How I amend this for children with milder eating difficulties

  1. I call trying food from Plate A / Plate B - ‘Taste Time’.

  2. Rather than having six meals a day, parents do Taste Time just before a meal.

  3. There is still a Plate A and Plate B with four tiny portions on Plate A and four tablespoon sized portions on Plate B

  4. Children still get to eat a spoon of preferred foods from Plate B after each taste of food from Plate A. However once all four tastes are eaten the child then goes on to have the rest of a regular sized ‘accepted’ meal.

  5. I let children decide which Plate A foods they will attempt first. The firm stance remains: Crying and arguing does not change the rules.

  6. The basic rule is that a taste from Plate A is needed before a spoonful of food from Plate B can be had. If your child has not eaten anything after ten minutes then the meal is ended with no comment.

These amendments usually cut down on the focus and emphasis and allows the rest of the family to keep a relatively normal routine.

Common questions

  • My child wants only treats on Plate B (so four unliked foods on Plate A but four snacky foods on Plate B)…

It is important that treats don’t get included in Taste Time (unless treats are all a child eats) as it can be hard to move to normal meals. Simply state that the foods on Plate B are not treat foods. Rather they are four regular mealtime foods. The foods on Plate B are a child’s regular, accepted foods.

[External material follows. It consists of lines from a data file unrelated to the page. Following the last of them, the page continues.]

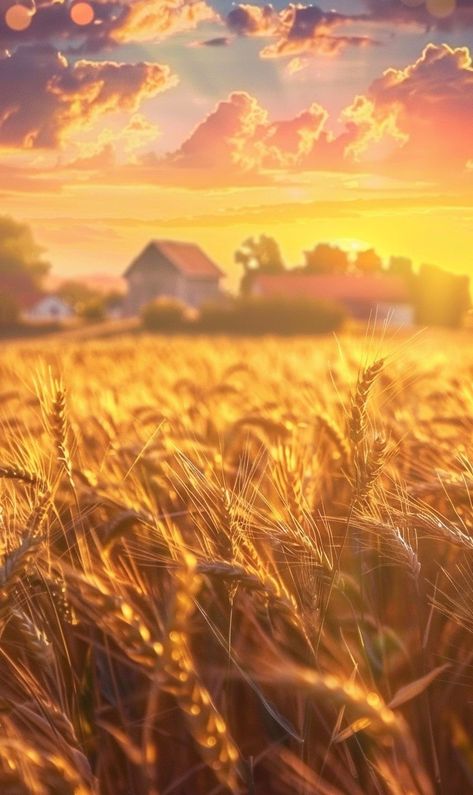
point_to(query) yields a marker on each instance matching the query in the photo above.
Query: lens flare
(18, 17)
(82, 13)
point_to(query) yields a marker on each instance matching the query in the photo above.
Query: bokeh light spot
(82, 13)
(18, 17)
(441, 8)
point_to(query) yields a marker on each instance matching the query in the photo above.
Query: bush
(92, 310)
(164, 314)
(9, 311)
(272, 316)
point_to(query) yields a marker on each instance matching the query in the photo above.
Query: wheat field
(236, 567)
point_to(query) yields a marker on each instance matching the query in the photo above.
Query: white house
(50, 307)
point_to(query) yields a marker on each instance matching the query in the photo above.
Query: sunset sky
(348, 121)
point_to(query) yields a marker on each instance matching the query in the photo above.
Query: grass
(236, 566)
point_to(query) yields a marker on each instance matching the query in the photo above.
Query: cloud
(44, 98)
(428, 16)
(296, 29)
(116, 22)
(239, 136)
(148, 20)
(424, 111)
(217, 41)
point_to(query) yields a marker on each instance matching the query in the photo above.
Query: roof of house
(20, 287)
(187, 258)
(366, 289)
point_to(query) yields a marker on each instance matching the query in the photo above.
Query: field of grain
(236, 567)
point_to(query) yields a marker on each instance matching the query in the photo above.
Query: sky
(346, 121)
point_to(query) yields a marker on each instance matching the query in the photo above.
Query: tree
(326, 259)
(400, 266)
(19, 253)
(9, 311)
(77, 294)
(368, 262)
(260, 255)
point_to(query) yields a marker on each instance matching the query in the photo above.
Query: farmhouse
(171, 269)
(378, 298)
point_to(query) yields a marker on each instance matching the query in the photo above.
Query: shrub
(9, 311)
(92, 310)
(164, 314)
(272, 316)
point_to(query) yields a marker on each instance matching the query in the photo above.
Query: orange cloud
(147, 20)
(296, 29)
(45, 99)
(425, 111)
(239, 136)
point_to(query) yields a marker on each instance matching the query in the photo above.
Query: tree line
(439, 297)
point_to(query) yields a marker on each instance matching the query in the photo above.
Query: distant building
(378, 297)
(169, 269)
(50, 307)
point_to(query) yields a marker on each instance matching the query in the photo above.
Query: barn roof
(187, 258)
(21, 288)
(366, 289)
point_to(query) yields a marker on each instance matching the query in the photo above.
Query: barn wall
(152, 277)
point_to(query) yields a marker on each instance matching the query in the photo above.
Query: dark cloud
(116, 21)
(44, 98)
(297, 29)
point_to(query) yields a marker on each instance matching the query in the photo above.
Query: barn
(171, 269)
(378, 298)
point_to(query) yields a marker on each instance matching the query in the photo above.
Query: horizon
(210, 122)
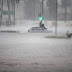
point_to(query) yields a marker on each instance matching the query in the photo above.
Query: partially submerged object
(40, 29)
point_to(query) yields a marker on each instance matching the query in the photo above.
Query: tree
(65, 4)
(51, 4)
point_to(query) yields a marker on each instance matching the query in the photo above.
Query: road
(34, 53)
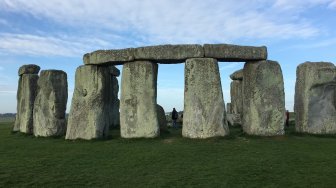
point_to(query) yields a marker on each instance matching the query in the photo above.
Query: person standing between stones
(174, 118)
(287, 118)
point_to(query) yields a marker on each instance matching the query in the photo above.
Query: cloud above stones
(119, 24)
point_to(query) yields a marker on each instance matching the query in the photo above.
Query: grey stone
(238, 75)
(168, 53)
(315, 98)
(233, 119)
(161, 118)
(26, 94)
(138, 112)
(236, 92)
(113, 57)
(228, 108)
(204, 108)
(89, 113)
(29, 69)
(114, 71)
(115, 103)
(228, 52)
(263, 99)
(50, 104)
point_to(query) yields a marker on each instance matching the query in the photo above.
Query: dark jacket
(174, 114)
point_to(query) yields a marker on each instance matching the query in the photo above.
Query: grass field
(169, 161)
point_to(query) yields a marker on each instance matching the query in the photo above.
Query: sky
(55, 34)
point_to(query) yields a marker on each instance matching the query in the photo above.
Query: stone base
(89, 113)
(315, 98)
(204, 107)
(138, 111)
(263, 99)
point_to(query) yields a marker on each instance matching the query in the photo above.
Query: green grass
(292, 160)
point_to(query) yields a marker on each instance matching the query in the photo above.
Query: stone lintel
(232, 53)
(237, 75)
(112, 57)
(167, 54)
(29, 69)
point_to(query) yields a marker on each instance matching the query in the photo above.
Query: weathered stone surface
(168, 53)
(228, 52)
(115, 103)
(236, 92)
(228, 108)
(114, 71)
(50, 104)
(238, 75)
(25, 103)
(233, 119)
(161, 118)
(114, 57)
(263, 99)
(89, 113)
(138, 111)
(29, 69)
(315, 98)
(204, 107)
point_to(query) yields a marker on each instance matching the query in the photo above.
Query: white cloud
(299, 5)
(172, 21)
(47, 45)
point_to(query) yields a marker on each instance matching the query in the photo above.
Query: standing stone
(138, 111)
(162, 118)
(89, 113)
(25, 103)
(264, 99)
(115, 103)
(315, 98)
(204, 107)
(50, 104)
(228, 108)
(236, 93)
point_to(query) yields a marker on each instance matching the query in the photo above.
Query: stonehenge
(167, 54)
(263, 98)
(315, 98)
(161, 118)
(89, 114)
(204, 107)
(26, 94)
(50, 104)
(138, 111)
(234, 116)
(115, 102)
(236, 92)
(257, 94)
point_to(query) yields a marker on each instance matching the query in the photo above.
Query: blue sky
(55, 34)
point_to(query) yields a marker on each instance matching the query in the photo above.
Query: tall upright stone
(138, 111)
(236, 92)
(315, 98)
(263, 99)
(89, 113)
(161, 118)
(26, 94)
(204, 107)
(115, 102)
(228, 108)
(50, 104)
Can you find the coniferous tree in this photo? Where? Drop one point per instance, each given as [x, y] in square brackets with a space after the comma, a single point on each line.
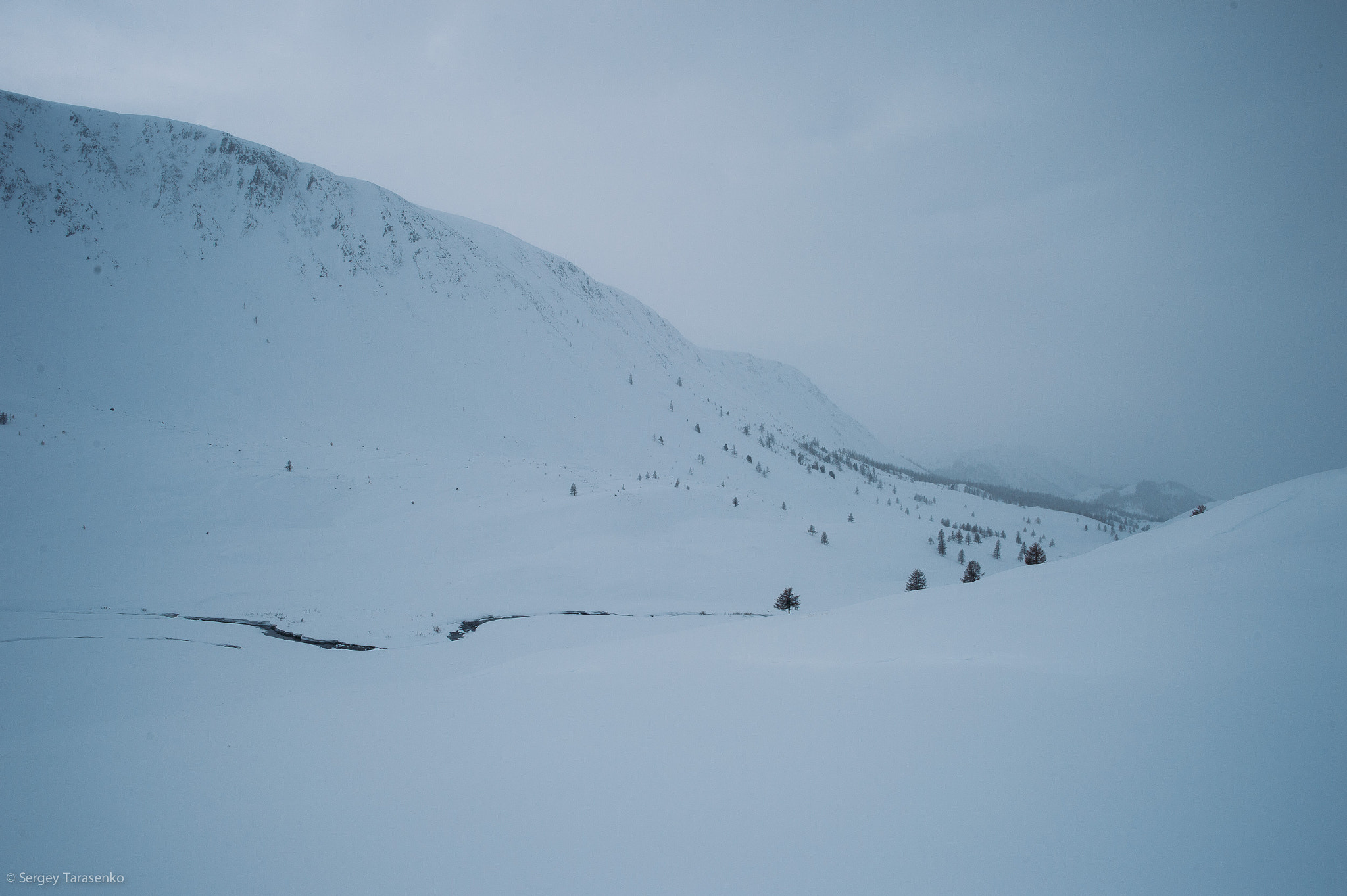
[787, 600]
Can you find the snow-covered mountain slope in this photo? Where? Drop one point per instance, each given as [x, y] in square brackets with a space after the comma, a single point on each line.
[1167, 715]
[185, 314]
[1155, 500]
[1023, 469]
[174, 271]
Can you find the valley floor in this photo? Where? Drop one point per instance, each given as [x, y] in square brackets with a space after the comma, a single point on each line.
[1167, 715]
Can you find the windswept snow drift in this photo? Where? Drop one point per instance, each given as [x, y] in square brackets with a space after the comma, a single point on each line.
[1167, 715]
[185, 315]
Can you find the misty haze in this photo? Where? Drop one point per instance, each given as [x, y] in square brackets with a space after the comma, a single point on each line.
[674, 450]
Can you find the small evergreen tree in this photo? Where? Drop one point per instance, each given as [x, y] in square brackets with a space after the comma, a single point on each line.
[787, 600]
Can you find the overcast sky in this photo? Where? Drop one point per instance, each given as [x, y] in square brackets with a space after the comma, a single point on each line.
[1115, 233]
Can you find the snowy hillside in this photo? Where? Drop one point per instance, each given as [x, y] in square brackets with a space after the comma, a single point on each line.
[185, 314]
[1167, 715]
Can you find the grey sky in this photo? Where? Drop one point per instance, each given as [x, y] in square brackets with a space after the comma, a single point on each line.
[1115, 233]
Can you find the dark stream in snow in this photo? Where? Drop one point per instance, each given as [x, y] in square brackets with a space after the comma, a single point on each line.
[272, 631]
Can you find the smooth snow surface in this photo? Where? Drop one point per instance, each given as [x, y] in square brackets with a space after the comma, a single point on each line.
[1163, 715]
[185, 312]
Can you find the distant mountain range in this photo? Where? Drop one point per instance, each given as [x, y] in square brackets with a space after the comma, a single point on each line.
[1028, 470]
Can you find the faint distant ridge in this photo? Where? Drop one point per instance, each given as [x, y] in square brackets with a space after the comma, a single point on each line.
[1115, 506]
[1155, 500]
[1117, 517]
[1020, 467]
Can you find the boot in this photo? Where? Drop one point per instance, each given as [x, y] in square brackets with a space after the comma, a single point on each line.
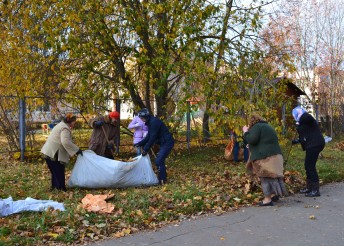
[307, 188]
[314, 190]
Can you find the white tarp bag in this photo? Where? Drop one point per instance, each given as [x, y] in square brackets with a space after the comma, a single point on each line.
[8, 206]
[94, 171]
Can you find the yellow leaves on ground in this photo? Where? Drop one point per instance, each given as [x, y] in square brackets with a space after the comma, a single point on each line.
[97, 203]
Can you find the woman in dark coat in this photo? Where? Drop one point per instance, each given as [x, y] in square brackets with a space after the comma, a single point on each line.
[313, 142]
[266, 160]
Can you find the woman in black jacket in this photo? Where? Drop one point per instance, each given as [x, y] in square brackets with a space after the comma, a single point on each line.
[313, 142]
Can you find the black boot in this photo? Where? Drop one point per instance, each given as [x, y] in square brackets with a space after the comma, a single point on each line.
[314, 190]
[307, 188]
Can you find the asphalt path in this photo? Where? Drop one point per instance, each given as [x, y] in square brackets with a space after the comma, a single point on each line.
[294, 220]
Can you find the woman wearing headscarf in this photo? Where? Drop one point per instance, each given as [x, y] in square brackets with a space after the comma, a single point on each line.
[104, 135]
[266, 160]
[313, 142]
[58, 149]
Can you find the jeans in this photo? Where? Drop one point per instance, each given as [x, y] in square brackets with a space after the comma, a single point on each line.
[57, 171]
[312, 155]
[160, 160]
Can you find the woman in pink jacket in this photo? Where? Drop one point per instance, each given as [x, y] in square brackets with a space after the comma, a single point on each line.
[140, 132]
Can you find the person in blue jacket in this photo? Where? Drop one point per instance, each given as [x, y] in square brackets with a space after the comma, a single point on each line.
[158, 133]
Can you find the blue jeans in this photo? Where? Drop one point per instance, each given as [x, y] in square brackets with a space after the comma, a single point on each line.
[160, 160]
[311, 159]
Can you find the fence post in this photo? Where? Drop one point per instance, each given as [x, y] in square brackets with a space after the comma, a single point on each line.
[22, 130]
[118, 140]
[188, 125]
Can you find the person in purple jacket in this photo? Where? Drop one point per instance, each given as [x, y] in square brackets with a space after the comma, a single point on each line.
[140, 132]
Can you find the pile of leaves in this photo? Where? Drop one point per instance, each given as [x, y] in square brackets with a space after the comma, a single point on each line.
[199, 183]
[340, 146]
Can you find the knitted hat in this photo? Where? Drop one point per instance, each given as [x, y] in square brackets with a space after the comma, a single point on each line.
[298, 112]
[114, 115]
[69, 118]
[143, 113]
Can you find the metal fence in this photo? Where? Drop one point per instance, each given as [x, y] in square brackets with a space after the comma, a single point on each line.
[26, 123]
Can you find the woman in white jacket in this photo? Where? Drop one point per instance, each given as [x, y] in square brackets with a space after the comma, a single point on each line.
[58, 149]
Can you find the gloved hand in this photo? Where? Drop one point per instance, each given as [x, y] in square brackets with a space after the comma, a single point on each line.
[295, 141]
[137, 124]
[98, 123]
[110, 146]
[79, 152]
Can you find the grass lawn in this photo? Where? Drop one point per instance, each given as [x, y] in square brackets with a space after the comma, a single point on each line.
[200, 181]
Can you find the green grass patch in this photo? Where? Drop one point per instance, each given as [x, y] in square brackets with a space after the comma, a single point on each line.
[200, 181]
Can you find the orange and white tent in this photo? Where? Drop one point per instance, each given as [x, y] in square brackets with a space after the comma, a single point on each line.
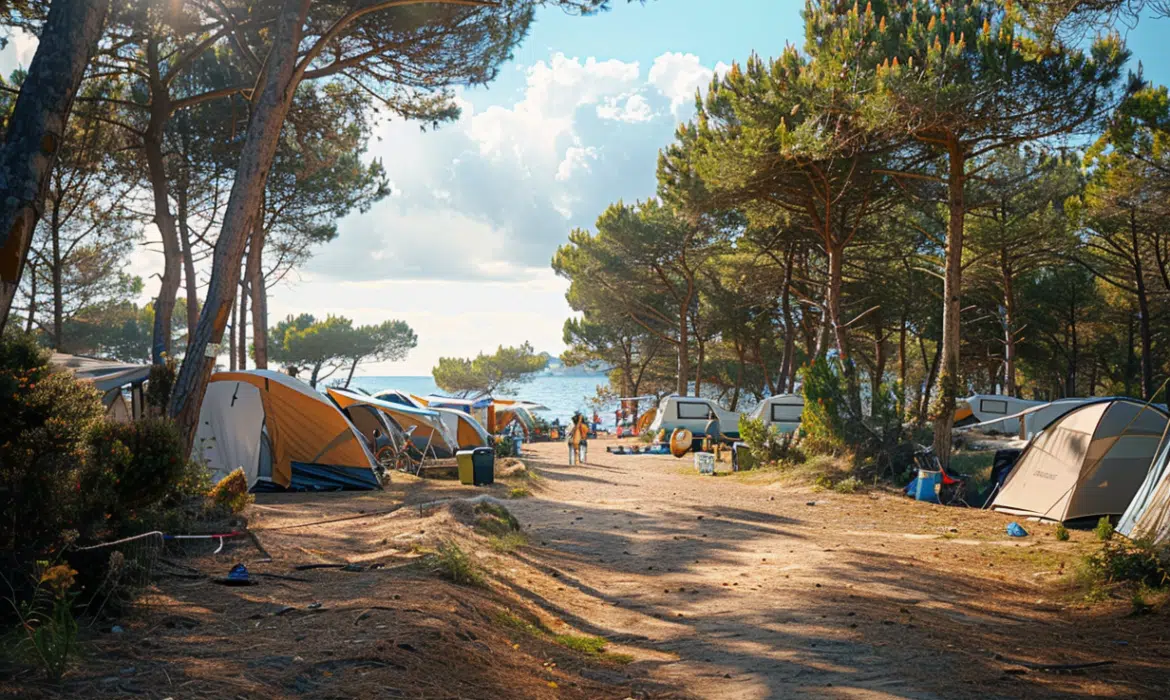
[284, 434]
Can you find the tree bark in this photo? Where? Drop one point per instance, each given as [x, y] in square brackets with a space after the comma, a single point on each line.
[1005, 267]
[188, 260]
[682, 386]
[248, 286]
[59, 301]
[164, 219]
[36, 129]
[243, 206]
[241, 345]
[231, 343]
[1143, 309]
[949, 379]
[260, 320]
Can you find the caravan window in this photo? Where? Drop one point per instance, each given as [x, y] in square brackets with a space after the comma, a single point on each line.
[993, 406]
[694, 411]
[786, 413]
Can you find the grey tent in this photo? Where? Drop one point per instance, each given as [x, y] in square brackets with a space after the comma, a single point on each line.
[1148, 515]
[109, 378]
[1086, 464]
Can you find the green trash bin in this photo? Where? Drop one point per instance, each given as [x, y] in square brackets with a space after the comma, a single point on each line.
[483, 466]
[466, 461]
[742, 459]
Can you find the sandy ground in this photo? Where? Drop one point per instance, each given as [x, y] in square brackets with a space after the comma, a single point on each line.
[704, 587]
[766, 591]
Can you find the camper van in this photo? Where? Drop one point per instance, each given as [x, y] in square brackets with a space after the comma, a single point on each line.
[694, 413]
[782, 411]
[983, 407]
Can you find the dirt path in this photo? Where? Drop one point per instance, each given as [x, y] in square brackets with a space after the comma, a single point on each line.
[704, 587]
[757, 590]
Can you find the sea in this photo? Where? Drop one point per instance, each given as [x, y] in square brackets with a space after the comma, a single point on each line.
[563, 395]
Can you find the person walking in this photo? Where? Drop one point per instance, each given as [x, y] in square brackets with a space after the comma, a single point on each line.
[578, 440]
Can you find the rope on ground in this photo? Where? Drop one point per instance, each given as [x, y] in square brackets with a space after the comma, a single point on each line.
[358, 516]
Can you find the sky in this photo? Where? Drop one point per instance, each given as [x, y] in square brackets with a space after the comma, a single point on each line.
[461, 248]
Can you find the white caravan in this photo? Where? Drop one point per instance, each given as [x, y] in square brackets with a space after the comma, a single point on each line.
[782, 411]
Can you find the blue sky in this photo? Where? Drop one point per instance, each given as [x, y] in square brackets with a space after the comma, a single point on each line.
[461, 248]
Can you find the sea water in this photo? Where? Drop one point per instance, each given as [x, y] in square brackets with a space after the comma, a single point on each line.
[564, 396]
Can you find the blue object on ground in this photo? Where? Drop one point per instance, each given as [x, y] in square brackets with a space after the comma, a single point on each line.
[238, 572]
[1016, 530]
[924, 488]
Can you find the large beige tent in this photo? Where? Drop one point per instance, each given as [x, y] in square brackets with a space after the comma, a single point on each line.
[1087, 464]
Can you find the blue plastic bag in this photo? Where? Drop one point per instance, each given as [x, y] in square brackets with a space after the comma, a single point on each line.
[1016, 530]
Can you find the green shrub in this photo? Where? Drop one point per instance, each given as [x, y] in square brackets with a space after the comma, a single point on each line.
[1105, 529]
[834, 420]
[47, 630]
[1136, 563]
[451, 562]
[765, 441]
[848, 486]
[46, 417]
[232, 492]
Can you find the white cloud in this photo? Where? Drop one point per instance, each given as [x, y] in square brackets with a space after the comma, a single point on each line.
[479, 206]
[678, 76]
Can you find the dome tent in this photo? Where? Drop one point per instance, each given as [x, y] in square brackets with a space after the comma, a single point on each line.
[1086, 464]
[284, 436]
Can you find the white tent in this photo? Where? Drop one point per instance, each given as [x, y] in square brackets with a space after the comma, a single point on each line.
[1087, 464]
[1148, 515]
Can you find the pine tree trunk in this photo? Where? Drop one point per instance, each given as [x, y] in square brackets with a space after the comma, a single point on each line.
[156, 166]
[247, 286]
[188, 260]
[260, 321]
[243, 206]
[241, 347]
[1143, 309]
[231, 343]
[36, 128]
[57, 292]
[1010, 386]
[949, 379]
[682, 386]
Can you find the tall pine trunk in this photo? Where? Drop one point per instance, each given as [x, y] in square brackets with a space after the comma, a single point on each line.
[1010, 386]
[59, 301]
[156, 166]
[243, 205]
[949, 379]
[36, 128]
[1143, 309]
[260, 320]
[188, 259]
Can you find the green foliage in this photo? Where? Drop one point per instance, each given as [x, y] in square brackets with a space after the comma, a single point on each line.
[322, 348]
[43, 448]
[232, 492]
[765, 441]
[451, 562]
[487, 375]
[131, 466]
[833, 425]
[1103, 529]
[1129, 563]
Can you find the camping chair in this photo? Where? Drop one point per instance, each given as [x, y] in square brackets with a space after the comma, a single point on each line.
[952, 491]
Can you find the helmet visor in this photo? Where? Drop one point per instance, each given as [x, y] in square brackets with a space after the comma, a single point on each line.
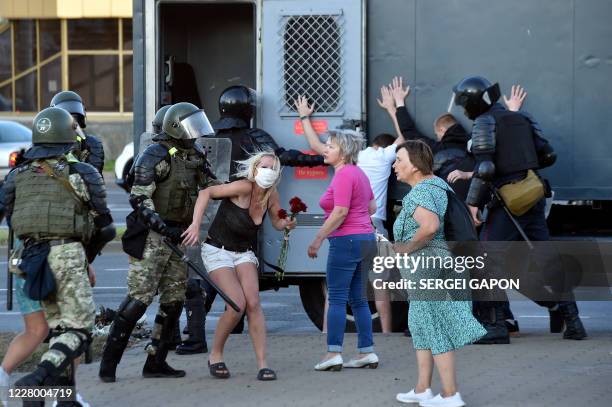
[196, 125]
[80, 133]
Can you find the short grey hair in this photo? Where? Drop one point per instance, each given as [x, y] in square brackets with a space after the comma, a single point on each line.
[350, 142]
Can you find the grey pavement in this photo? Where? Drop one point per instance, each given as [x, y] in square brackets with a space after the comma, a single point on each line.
[537, 369]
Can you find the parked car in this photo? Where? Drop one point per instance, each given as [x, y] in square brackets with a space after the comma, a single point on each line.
[14, 138]
[123, 163]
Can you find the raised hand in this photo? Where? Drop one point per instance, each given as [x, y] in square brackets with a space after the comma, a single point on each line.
[517, 97]
[387, 101]
[398, 91]
[301, 104]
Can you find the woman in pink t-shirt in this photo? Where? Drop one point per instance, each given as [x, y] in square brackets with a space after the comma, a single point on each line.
[348, 204]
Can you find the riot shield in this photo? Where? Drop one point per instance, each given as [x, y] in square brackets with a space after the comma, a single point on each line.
[144, 140]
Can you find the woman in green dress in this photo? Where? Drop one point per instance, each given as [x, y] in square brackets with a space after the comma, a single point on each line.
[438, 326]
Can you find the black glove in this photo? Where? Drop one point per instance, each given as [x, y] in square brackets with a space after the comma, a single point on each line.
[153, 220]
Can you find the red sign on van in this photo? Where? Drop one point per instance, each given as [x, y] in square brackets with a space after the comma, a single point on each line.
[320, 126]
[320, 172]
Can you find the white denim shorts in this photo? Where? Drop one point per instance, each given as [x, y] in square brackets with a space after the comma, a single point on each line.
[215, 258]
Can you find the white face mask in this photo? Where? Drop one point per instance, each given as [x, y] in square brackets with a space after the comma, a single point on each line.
[266, 177]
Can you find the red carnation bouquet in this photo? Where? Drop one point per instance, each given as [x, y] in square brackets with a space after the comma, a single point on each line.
[297, 206]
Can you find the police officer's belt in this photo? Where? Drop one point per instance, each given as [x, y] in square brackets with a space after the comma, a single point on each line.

Hopefully they will be hungry for these and this will motivate them to try the very small amounts of food on Plate A. Not using treats also helps normalise mealtimes and prevents lots of negotiation.

  • What if one of the twenty foods is a meal – for example pizza?

I break down a pizza into a pizza base taste with some tomato sauce on (this is more noticeable as the size increases but I try and make sure that the pea sized taste has sauce on!). I have a ‘melted cheese’ taste, a pepperoni taste etc. As the taste gets bigger I try and include all components. It takes a bit of juggling to ensure balance.

  • I cannot prepare eight different foods before a meal. Are there any shortcuts?

Your list of twenty foods might include things like lasagne or simply things like courgettes. It is totally acceptable to buy a ready meal lasagne and divide it into twenty portions. Freeze each portion and defrost for a portion for Plate A. You will waste food but not excessively this way.

Further tips

  • When you pick your twenty foods make sure they are foods your family regularly eats so that you can give your child a portion and let them see you eating it as well.

  • If a child won’t eat cereal with milk, add teaspoon of milk to teaspoon of cereal and mix. Then put pea sized amount on Plate A.

  • Use ready meals that you can split into small spoon portions and freeze in separate freeze bags.

  • It can be easier to like some vegetables if they are shredded (so beetroot or carrot or courgette can be shredded raw when potion size increases).

[1] Sieverling, L., Kokitus, A and Williams, K. (2012). A clinical demonstration of a treatment package for food selectivity. Behavior Analyst Today, 13, 1-6.

[2] The portion size can be as small as a grain of rice if the child is very reluctant.